When you say Brexit can't be implemented without Parliament having a vote, haven't they already had it? The EU withdrawal bill already passed means that we're leaving on March 29th while putting all current EU regulations into force that aren't already in UK law. So Parliament can vote down May's deal, but that doesn't change the fact that we're leaving unless they vote to amend that act which is already passed. Plus Article 50 is in the EU treaties - so again, having notified that we're offski - it happens automatically in 2 years.

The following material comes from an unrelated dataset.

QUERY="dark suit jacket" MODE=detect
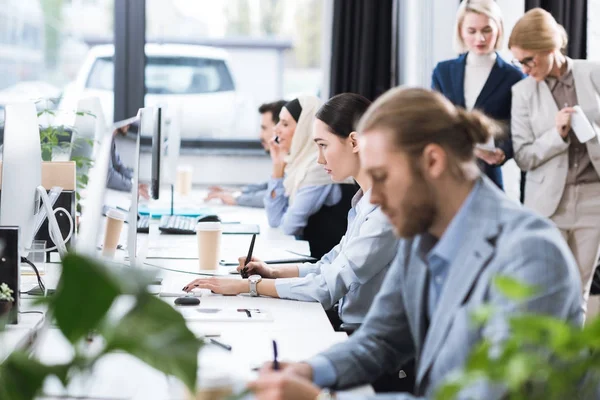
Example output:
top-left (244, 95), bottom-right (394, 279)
top-left (431, 53), bottom-right (525, 189)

Not that MPs can't vote to change this. Would be very hard to force the government to enact new legislation and very easy to fillibuster a private member's bill. And international negotiation is a crown perogative, so Parliament would struggle to force a reluctant government to do what it wants. Even withdrawing Article 50, which we now know we can do unilaterally, requires the government to write a letter to the Council of Ministers withdrawing it. So MPs can vote to do it - and would need to by what I read of that ruling - but still couldn't force May if she didn't want to. They can vote no confidence in her government and force a general election - which might persuade the EU to hold up the deadline (can be agreed unanimously by Council of Ministers) but again doesn't that need the UK government to agree? And does the Brexit bill still have us leaving if not changed?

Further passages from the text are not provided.